Teils freundlich lächelnd, teils grimmig schauend kamen die Kürbisse daher, die Kinder gemeinsam mit Eltern und Großeltern beim ersten Kürbisfest im Wagenschopf des Freilichtmuseums Klausenhof geschnitzt hatten. Rund 30 Kinder waren mit viel Freude von der Partie. „Kürbisse und Herbst gehören einfach zusammen“, sagte Klausenhofbetreuerin Britta Kaiser.
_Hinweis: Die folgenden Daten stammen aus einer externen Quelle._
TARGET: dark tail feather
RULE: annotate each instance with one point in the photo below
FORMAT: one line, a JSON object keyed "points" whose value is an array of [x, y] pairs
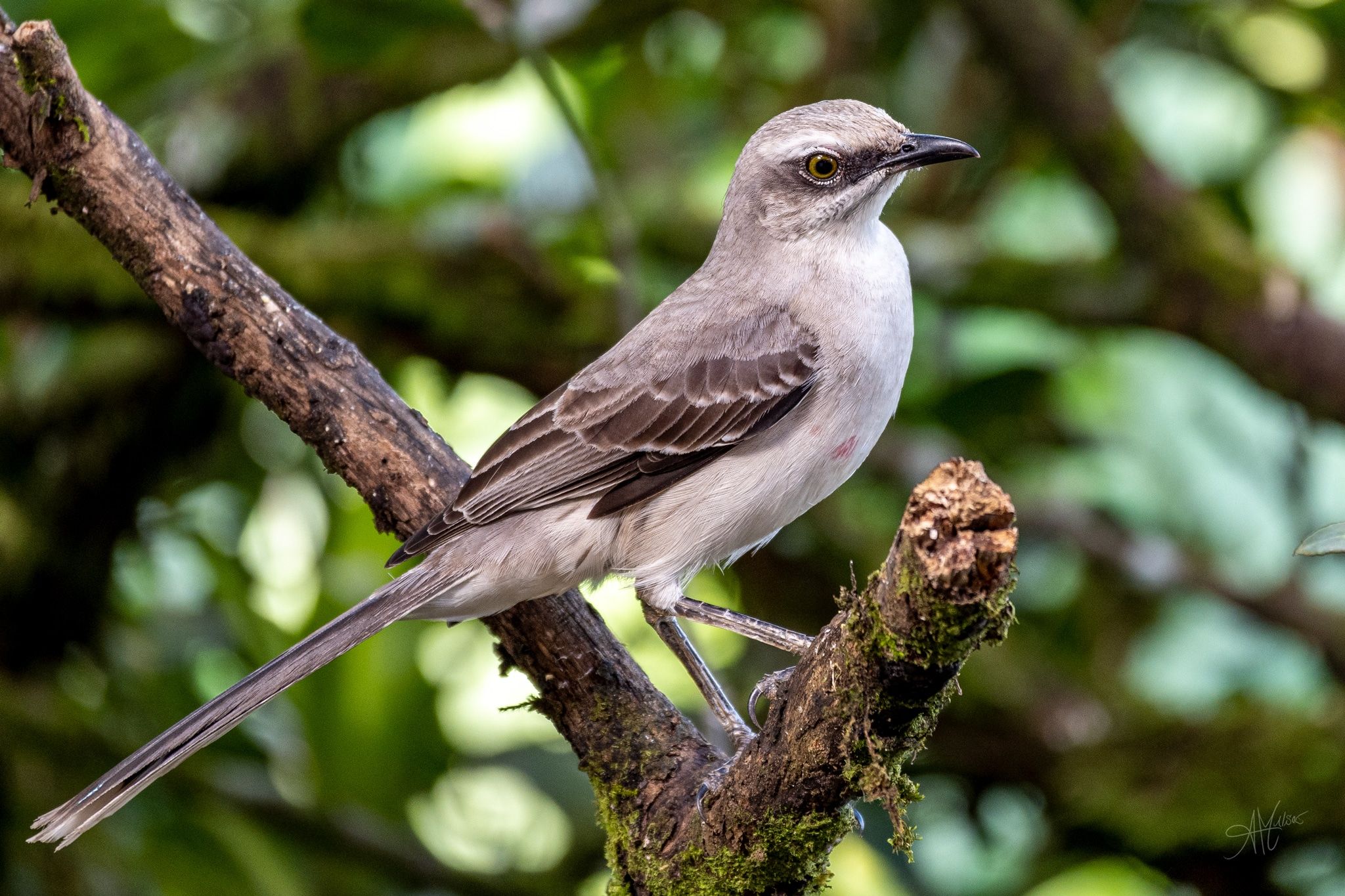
{"points": [[164, 753]]}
Und da lag es nahe, zu einem Kürbisfest mit Kürbisschnitzen für Kinder und ganze Familien anzubieten, denn „gemeinsam macht es mehr Spaß“. „Eine weitere Attraktion in der Neukonzeption des Klausenhofes“, fügte Bürgermeister Christian Dröse an.

Liebevoll war der Wagenschopf dekoriert wurden. Die Kürbisse hatte Britta Kaiser bei einem Landwirt in Rippolingen besorgt. Nachdem sich die Kinder ihren Kürbis ausgesucht hatte, galt es, die Entscheidung über das Motiv zu treffen. Motive und Blaupapier zum übertragen auf den Kürbis lagen bereit. Aber nicht jeder machte von den Vorlagen Gebrauch. Beispielsweise hatte der elfjährige Fabian aus Herrischried ein eigenes Motiv entworfen. Sein Kürbis solle höhnisch grinsen, sagte er.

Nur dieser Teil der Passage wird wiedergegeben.